マイ リトル イエロー [完]
「けほっ」
……なんだか一昨日あたりから喉がひどく痛い。ろくに飯も食わずに働きづめていたからだろうか。
テレビの白い光がやけに強く感じて、俺は視線をローテーブルにおとした。
ローテーブルに置いてある卓上カレンダーをなんとなく見ると、ツツジの写真から菜の花の写真に変わっていることい気付いた。
手前にある菜の花にフォーカスを合わせていて、背景の菜の花はぽわぽわと明りを灯しているような温かみのある写真だ。
「けほ、げほっ……」
菜の花を見ると、真っ先に初めての結婚記念日を思い出す。
偶然休日だったから、俺は張り切ってどこか遠くへ行こうと計画していたのに、花菜は菜の花が見たいと言ったんだ。
「げほ、んんっ、はー……」
まずい。咳が止まらなくなってきた。完全に風邪を引いたようだ。
俺は一杯水を飲んで、栄養剤が無いか冷蔵庫を漁ったが無かった。
明日は重要な会議があるのにこんな状態ではまずい、そう思った俺はコートを羽織り直してコンビニへ向かった。
外に出てからテレビをつけっぱなしで出てきてしまったことに気付いて、俺はもし花菜がいれば絶対に気付いて消してくれただろう、とぼんやり思った。
「あ」
コンビニに入ると、飲み物売り場の前でやけに派手な顔の男が俺を見て立ち止まった。
マスクをしたままぼんやりとそいつの顔を眺めていると、なんとなく見覚えがある気がしてきた。
「西野です。奥さんには力になってもらってます」
「ああ、西野君か……久しぶり」
「具合悪そうですけど、大丈夫ですか?」
顔立ちのハッキリとした男前の西野君とは、花菜と一緒に挨拶をしにいく時以来の再会だった。
俺は朦朧とする意識の中、なんとかビタミンウォーターと栄養剤を手に取り、籠に入れた。

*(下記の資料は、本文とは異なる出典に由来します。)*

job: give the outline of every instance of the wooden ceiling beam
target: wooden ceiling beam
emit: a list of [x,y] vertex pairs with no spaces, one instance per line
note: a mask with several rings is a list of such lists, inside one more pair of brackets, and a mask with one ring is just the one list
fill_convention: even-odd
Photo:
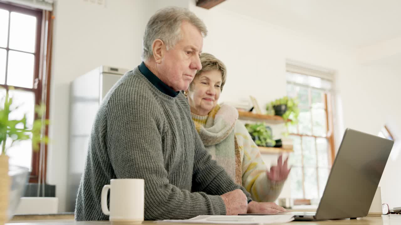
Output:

「いきなりシフトの変更貰ったんですけど、奥さん何かあったんですか?」
ありまくりだよ、今家にいないんだよ……そう思いながら黙っていると、西野君は俺の返答を聞かなくとも納得してしまった。
「もし奥さんがいたら、体調悪いのに自分で栄養剤買いに来たりなんてしないですよね」
「……そうだな」
容易に察されてしまったことに、俺はちょっと自嘲気味に笑ってしまった。
それから、少し低い声で探るように質問をした。